I let the awkward silence fill the room.

“You said she was a worker bee,” Elaine said to Bobby.

“She did a little consulting for Angel Valero,” he said, answering her, but still looking at me. “This guy thinks that matters.”

Realizing she might have breached their unified front, Elaine snapped back into character. “I don’t know anything about business stuff,” she said. “I just sell art.”

“That’s right,” I said. “You’re only in it for the culture.”

She smiled, still holding her ground.

“What difference does it make who introduced who to who?” asked Bobby. “We ran into Iku, had a few drinks, invited her to rent one of the empty bedrooms. So what? What’s your point?”

“Who else beside Iku was on the Internet?” I asked.

“Who wasn’t,” said Elaine.

Bobby liked her answer.

“We also talked on telephones. Again, what’s your point?”

I didn’t exactly know what Sullivan wanted to keep confidential, but I was backed into a corner. So I said it.

“Iku’s computer wasn’t recovered. It’s missing.”

Scorn flashed across Bobby’s face.

“Those cops could fuck up a wet dream.”

I tried to imagine how Joe Sullivan would have answered that.

“So, you think they lost it?

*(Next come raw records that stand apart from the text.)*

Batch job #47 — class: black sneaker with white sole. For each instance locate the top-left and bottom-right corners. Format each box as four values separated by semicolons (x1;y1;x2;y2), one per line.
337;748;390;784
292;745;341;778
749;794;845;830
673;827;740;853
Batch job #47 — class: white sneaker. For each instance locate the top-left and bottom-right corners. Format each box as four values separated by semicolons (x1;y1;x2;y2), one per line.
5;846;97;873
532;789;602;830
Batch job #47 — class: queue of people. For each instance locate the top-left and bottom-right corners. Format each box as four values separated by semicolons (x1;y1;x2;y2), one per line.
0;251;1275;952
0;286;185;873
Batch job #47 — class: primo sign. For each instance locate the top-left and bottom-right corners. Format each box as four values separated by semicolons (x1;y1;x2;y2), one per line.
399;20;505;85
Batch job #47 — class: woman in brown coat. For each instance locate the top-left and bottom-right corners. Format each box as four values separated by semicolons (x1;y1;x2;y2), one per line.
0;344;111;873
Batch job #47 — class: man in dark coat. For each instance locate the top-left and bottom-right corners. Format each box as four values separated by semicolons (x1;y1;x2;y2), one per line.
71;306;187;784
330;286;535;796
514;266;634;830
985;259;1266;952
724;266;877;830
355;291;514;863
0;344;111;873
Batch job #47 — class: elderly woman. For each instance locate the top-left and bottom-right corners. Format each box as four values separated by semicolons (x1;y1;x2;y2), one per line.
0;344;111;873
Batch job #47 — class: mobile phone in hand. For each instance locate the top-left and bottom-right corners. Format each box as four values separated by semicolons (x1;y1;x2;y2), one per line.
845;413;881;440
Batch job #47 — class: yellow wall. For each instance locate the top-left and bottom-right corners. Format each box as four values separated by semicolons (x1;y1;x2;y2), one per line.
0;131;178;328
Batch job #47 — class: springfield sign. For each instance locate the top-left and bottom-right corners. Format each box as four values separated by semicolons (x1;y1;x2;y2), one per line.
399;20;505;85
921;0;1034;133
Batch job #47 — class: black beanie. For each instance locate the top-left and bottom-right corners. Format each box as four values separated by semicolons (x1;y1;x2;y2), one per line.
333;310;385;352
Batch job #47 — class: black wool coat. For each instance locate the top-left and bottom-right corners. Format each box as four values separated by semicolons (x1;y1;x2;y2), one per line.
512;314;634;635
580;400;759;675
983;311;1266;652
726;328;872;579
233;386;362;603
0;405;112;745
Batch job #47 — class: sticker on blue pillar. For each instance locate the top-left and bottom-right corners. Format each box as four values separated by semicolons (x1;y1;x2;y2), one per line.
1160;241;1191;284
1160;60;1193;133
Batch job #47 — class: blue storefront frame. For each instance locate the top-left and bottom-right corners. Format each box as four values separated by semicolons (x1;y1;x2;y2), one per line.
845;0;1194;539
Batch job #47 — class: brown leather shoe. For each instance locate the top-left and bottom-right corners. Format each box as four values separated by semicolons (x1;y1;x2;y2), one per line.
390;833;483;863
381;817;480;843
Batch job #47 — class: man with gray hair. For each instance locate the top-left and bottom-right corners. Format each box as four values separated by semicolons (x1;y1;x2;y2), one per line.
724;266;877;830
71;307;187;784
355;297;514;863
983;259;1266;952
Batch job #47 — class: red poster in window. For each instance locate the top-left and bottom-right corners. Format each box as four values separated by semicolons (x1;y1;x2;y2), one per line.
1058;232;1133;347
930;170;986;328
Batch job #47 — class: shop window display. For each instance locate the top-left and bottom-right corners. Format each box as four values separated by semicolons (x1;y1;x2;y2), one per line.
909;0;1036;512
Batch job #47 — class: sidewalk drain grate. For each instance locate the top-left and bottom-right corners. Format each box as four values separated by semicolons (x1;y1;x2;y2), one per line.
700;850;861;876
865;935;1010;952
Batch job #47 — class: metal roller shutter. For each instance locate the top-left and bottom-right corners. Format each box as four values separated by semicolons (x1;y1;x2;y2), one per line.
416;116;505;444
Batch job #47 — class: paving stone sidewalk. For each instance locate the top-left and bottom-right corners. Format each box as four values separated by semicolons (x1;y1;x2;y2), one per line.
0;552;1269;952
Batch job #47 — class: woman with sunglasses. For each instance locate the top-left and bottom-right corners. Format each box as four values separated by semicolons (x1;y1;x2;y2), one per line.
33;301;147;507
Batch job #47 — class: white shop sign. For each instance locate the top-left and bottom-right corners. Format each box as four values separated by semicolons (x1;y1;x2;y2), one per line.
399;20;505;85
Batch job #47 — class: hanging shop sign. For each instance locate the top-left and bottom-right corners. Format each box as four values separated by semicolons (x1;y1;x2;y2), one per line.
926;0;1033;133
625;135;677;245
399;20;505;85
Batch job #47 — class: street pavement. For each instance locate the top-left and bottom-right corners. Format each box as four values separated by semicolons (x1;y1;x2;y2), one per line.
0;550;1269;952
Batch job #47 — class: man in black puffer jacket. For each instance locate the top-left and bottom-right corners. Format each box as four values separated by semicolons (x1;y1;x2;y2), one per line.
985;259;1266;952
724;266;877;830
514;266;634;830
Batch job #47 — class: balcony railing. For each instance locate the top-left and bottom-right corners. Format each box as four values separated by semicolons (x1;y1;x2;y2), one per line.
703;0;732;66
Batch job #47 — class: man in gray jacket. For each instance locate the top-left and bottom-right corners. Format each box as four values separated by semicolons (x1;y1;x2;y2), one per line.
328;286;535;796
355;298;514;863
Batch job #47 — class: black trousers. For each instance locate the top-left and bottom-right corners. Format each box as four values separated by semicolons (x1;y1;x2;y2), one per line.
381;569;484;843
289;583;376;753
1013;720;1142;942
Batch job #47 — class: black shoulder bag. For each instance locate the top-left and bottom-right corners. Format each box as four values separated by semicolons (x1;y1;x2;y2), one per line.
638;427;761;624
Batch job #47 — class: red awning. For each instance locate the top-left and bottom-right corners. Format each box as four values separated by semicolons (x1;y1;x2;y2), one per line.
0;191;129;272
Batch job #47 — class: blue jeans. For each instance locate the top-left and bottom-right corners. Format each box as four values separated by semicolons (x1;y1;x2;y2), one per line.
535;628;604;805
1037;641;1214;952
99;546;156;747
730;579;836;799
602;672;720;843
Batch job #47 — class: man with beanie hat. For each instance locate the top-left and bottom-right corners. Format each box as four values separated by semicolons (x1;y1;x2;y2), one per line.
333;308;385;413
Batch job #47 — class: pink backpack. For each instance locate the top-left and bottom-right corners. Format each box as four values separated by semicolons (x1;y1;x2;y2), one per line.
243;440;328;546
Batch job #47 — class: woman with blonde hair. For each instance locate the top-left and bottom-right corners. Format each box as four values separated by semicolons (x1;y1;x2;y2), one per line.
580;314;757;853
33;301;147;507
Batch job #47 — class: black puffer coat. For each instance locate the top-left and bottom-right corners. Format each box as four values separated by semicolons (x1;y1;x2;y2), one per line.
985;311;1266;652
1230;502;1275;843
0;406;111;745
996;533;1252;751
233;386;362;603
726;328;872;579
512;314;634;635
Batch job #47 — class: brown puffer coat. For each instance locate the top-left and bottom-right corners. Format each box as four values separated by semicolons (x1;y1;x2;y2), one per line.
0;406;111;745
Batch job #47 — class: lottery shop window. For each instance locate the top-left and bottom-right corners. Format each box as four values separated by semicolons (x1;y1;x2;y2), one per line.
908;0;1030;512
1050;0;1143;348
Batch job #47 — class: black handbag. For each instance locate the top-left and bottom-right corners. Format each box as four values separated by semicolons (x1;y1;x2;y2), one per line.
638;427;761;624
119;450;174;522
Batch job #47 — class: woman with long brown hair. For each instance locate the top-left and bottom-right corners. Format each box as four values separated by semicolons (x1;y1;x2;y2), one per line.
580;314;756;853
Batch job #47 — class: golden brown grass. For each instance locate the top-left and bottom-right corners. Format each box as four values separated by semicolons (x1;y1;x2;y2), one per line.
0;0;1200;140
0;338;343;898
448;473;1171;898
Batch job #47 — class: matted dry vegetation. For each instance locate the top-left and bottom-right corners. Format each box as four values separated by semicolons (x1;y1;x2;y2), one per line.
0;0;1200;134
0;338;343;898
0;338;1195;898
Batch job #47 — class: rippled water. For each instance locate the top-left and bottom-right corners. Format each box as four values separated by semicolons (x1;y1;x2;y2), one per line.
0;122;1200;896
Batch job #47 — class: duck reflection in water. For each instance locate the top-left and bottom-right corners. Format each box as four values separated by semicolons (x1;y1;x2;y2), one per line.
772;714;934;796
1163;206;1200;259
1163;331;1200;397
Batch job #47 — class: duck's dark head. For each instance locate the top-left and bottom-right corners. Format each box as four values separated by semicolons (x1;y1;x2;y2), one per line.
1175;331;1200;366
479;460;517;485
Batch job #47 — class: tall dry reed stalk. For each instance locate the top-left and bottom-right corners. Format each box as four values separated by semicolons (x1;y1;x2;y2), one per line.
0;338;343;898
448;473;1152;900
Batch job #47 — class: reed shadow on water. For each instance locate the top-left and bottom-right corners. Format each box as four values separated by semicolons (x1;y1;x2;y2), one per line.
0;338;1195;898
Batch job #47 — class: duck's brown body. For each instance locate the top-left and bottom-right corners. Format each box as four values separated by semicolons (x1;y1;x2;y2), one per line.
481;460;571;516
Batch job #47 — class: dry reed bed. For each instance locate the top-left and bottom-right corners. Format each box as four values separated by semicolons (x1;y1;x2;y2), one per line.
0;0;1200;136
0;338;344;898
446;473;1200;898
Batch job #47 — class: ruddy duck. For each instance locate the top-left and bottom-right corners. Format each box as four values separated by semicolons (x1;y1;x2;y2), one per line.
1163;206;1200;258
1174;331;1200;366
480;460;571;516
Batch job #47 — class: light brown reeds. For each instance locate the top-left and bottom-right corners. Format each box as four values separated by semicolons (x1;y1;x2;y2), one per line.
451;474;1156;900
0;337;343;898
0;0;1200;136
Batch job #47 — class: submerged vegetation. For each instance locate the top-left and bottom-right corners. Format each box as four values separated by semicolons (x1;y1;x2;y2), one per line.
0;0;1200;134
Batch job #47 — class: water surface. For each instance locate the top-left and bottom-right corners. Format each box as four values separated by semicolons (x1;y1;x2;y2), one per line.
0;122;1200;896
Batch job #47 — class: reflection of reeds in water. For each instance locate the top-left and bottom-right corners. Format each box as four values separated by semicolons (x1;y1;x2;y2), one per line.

Dropped it down a hole on the way to the car?”

He shrugged. “Who knows. Their problem.”

Bobby looked like he was teetering between outrage and terror. I gave him a shove.

“No,” I said, “yours. As soon as I throw you to those cops you hold in such contempt.”

He stared at me, scraping together his meager shreds of courage.

“This’s got nothing to do with me,” he said.

“Give me the computer and I won’t tell Joe Sullivan you were withholding evidence. I’ll say I found it in the woods.”

“I don’t know what you’re talking about. The only computer I have is over there.” He nodded toward an overflowing desk. “And you won’t find it very interesting, unless you love financial analyses. I should let you take it home with you as punishment.”

The computer was the only thing in the apartment that looked new, which was made more apparent by its disheveled surroundings.

“So, no theories,” I said.

“About what?” said Bobby.

“The computer. Where it went.”

“The killer took it. It doesn’t take a genius to figure that out.”

“Really? So the killer cared about what was on it. Is that what you think?”

Bobby didn’t like that.

“That’s not what I’m saying. Maybe he just wanted it.”

“Pretty selective thief. Did you report anything else stolen?”

“We didn’t report anything,” said Elaine. “They won’t let us back in the house.”

Bobby liked that more. He looked proud of his girlfriend. He jumped to his feet. “Listen, we gotta get ready for work,” he said, and walked out of the room.

Elaine stood up and said, “Well?”

I shrugged and got up to follow her, but on the way to the door she turned and used her shoulder to wedge me against the wall. The maneuver caused more revealing disruption to her bathrobe, which by now was getting to be old hat.

“What makes you think we won’t have you arrested? Or worse?” she asked in a low voice.

“You would have done it by now if you thought you could,” I said.